At New York's Apollo Theatre, a venue steeped in musical history, the future of girls' education was centre stage.
Gillard joined a panel discussion alongside U.S. First Lady Michelle Obama and and UN Messenger of Peace, actress Charlize Theron. A thousand school girls listened in the audience, as students in over 100 countries participated online.
"We live in a world of instantaneous feedback and often it's instantaneous criticism.

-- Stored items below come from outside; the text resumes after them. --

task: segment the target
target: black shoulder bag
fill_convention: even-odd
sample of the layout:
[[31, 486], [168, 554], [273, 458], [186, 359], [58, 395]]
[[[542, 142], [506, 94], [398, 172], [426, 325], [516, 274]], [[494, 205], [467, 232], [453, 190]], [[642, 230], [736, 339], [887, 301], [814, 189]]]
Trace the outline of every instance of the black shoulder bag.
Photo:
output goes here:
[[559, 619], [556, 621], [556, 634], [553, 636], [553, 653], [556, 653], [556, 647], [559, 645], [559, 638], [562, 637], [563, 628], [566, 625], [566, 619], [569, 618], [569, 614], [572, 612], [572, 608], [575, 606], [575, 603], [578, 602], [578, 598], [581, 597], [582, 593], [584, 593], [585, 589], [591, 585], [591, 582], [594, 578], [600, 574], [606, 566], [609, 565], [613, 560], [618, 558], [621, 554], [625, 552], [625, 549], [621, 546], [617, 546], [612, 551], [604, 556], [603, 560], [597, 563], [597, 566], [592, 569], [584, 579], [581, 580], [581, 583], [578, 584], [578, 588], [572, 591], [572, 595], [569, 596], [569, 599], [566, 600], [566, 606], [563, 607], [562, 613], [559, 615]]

You don't have to be in a publicly exposed profession like politics to feel the sting of that," she said.
As Gillard warned of the dangers of social media, Obama implored the audience to take our their smartphones and get behind her 'Let Girls Learn' campaign.

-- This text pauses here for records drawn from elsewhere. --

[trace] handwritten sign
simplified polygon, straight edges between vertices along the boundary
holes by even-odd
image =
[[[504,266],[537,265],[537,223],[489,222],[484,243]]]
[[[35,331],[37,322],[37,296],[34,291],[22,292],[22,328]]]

"I want ya'll to be instagramming and tweeting something other than your food and your shoes," she said.
Obama urged the audience to support her campaign on social media.
'Let Girls Learn' is Michelle Obama's government-wide initiative, aiming to help the 62 million girls who are not in school around the world to receive a formal education.
"There is a girl that would love to be in your place," Obama told the audience.
"If you care about them, the first thing you have to do is work on your education."
South African-born and raised Theron highlighted the importance of education in the fight against HIV/AIDS.
"In my country, women are eight times more likely to be infected by AIDS than men, and what that tells me is that women are being left behind."
Last week, world leaders committed to equitable education for all women and girls under the United Nations Sustainable Development Goals.
More than 100 countries have signed on to incorporate today's panel discussion into their curriculums, meaning a potential global audience of 500 million students will share in the 'Let Girls Learn' message.
Questions were put to the panel via video message from as far away as the Philippines and Kenya.
Speaking about her role with 'Global Partnership For Education', Gillard described the progress being made in Afghanistan, with a demonstrable rise in female student enrolments and female teacher numbers.